Non-blocking communication cannot be achieved with today’s conventional processor architectures.

In the past, BSP was not a popular solution, since there was no such chip like the IPU and all processing units accessed their memories external to the chip. In this case, there are two major disadvantages to BSP:

  1. Synchronisation off-chip is very expensive in terms of power usage and design, and it takes a long time to complete synchronisation.
  2. The bandwidth required off-chip is also very expensive.

So, looking at the overall picture we see that there is a trade-off between two variables, memory and compute.

IPU memory > GPU memory

IPU compute < GPU compute

To conclude this article, we are going to see how Graphcore’s IPU closes the gap between a Multi-Giga-Byte GPU system with external memory and lower compute & an IPU system that only has a fraction of a Giga-Byte on the chip, but very high compute capabilities.

First, we must introduce some terminology.

Deep Neural Network - a neural network with a certain level of complexity, a neural network with more than two layers. Deep neural networks use sophisticated mathematical modeling to process data in complex ways.

Graph - A discrete mathematical structure, or network, comprising of a set of objects (known as vertices or nodes) which are in some way connected by what are called edges or links.

Vertex / Node - A fundamental unit of a Graph in discrete mathematics.

Edge / Link - A mathematical unit represented graphically as a line, which can either be directed or undirected.

Activation function - A function associated with a vertex, that defines the output of that vertex when given an input or set of inputs.

Gradient Descent - An optimization algorithm used to minimize some function by iteratively moving in the direction of steepest descent as defined by the negative of the gradient. (Used to update weights).

Weight - A foundational concept in artificial neural networks. In artificial neural networks, vertex’s input equals the sum of weighted outputs from all neurons in the previous layer.

With these definitions in our arsenal, what then determines the state in the IPU?

  • Graph connectivity (model structure)
  • Vertex code (model behaviour)
  • Persistent data (model parameters)
  • Ephemeral data (model activation) Ephemeral data refers to a data structure that never preserves the previous version of itself when it is modified.

So now, looking at the diagrams below in Figure 8, how do we optimise our algorithm to account for the limited compute capabilities of the IPU?

DNN

Figure 8: Left - A chunk of a Deep Neural Network (DNN), comprising of a series of activations on the top, a series of gradients on the bottom, and a series of weights in the middle. In training the DNN, you sweep along the activations up top, then sweep along the gradient below.

NOTE: I am still yet to fully understand the mechanism of the DNN algorithm demonstrated above. For the more experienced reader, here is Simon’s explanation from the talk:

“In a scenario where you want to minimise computation, save all forward activations. You’ll require them when you go backwards.

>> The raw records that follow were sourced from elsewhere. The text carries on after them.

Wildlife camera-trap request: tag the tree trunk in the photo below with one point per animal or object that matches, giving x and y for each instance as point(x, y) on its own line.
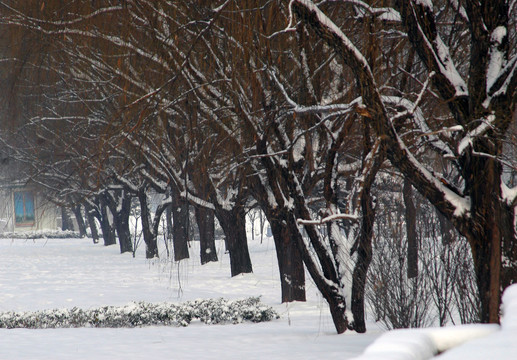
point(290, 263)
point(66, 222)
point(206, 225)
point(121, 209)
point(91, 223)
point(180, 238)
point(168, 221)
point(411, 233)
point(233, 223)
point(108, 231)
point(80, 220)
point(364, 258)
point(150, 237)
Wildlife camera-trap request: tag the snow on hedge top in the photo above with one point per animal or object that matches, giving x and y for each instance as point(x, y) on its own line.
point(210, 311)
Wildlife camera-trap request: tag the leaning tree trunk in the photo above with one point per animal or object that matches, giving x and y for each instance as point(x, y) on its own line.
point(121, 220)
point(119, 204)
point(290, 263)
point(80, 220)
point(66, 222)
point(206, 225)
point(411, 233)
point(233, 223)
point(150, 237)
point(108, 231)
point(364, 258)
point(490, 222)
point(91, 222)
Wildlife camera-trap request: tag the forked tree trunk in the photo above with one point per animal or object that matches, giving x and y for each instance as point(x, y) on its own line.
point(150, 237)
point(289, 259)
point(206, 225)
point(233, 223)
point(80, 220)
point(180, 220)
point(411, 233)
point(290, 263)
point(364, 258)
point(91, 223)
point(119, 203)
point(108, 231)
point(66, 221)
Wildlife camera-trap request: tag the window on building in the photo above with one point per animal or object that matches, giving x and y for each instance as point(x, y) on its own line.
point(24, 207)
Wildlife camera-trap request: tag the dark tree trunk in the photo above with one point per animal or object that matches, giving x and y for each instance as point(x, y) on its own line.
point(108, 231)
point(290, 263)
point(180, 219)
point(66, 222)
point(168, 221)
point(206, 225)
point(150, 237)
point(80, 220)
point(411, 233)
point(120, 207)
point(233, 223)
point(364, 258)
point(91, 223)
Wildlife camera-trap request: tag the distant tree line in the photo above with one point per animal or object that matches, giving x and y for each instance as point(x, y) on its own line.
point(361, 131)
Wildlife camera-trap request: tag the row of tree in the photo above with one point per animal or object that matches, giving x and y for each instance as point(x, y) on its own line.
point(305, 111)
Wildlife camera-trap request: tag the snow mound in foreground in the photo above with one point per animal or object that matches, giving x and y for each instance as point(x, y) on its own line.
point(423, 344)
point(209, 311)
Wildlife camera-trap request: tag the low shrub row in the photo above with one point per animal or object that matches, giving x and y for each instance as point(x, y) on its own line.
point(209, 311)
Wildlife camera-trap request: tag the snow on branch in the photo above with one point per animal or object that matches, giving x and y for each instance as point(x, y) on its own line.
point(419, 19)
point(486, 124)
point(320, 109)
point(382, 13)
point(330, 218)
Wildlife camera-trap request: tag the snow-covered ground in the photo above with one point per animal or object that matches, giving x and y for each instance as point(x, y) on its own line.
point(65, 273)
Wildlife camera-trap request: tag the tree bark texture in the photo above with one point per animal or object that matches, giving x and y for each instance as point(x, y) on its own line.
point(91, 223)
point(180, 236)
point(150, 237)
point(80, 220)
point(66, 221)
point(411, 233)
point(206, 225)
point(290, 263)
point(233, 223)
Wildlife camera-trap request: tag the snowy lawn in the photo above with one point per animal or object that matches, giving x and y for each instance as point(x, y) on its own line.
point(65, 273)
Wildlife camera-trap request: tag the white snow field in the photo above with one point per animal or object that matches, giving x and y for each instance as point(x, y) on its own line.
point(64, 273)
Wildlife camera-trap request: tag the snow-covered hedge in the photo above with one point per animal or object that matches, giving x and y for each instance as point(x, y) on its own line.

In a re-computation scenario, save one forward activation, every now & then. Then, going backwards, re-compute forwards from that chunk to the next one, in order to do the backward propagation.

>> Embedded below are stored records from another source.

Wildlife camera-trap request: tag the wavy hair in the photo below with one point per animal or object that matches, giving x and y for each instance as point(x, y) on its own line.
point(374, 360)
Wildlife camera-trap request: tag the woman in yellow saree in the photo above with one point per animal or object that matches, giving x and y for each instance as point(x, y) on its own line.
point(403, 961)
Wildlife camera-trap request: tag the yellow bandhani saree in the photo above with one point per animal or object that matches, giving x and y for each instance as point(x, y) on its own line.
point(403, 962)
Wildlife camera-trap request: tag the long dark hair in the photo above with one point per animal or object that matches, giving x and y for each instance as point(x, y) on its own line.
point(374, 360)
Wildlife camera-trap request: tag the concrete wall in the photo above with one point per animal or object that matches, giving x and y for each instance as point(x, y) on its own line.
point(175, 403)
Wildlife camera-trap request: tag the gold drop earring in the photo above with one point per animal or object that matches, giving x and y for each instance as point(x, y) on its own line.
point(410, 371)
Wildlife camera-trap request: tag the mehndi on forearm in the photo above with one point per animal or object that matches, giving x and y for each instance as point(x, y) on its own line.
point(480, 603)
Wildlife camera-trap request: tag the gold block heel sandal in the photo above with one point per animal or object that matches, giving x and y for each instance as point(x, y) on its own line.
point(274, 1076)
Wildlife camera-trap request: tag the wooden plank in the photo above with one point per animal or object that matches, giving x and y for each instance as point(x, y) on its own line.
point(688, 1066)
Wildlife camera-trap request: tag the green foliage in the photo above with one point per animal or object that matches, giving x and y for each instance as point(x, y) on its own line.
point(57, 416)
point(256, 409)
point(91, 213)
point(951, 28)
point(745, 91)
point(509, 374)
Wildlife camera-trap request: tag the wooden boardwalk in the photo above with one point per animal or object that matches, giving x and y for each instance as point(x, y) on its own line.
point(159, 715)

This way, you can save most of the activation state, for the cost of doing the forward sweep twice.

The extra forward sweep is approximately 30% more compute, but you in turn save one to two orders of magnitude in memory, typically.”

So the third and final point to optimise the efficiency in the use of Silicon on the chip, is to trade storage for re-computation.

To review, “Silicon efficiency is the full use of all available power”, and this is achieved by:

  1. Localising memory
  2. Serialising communication and compute
  3. Trading storage for re-computation

NOTE: All media is taken from the RAAIS talk via screenshots from the YouTube video linked.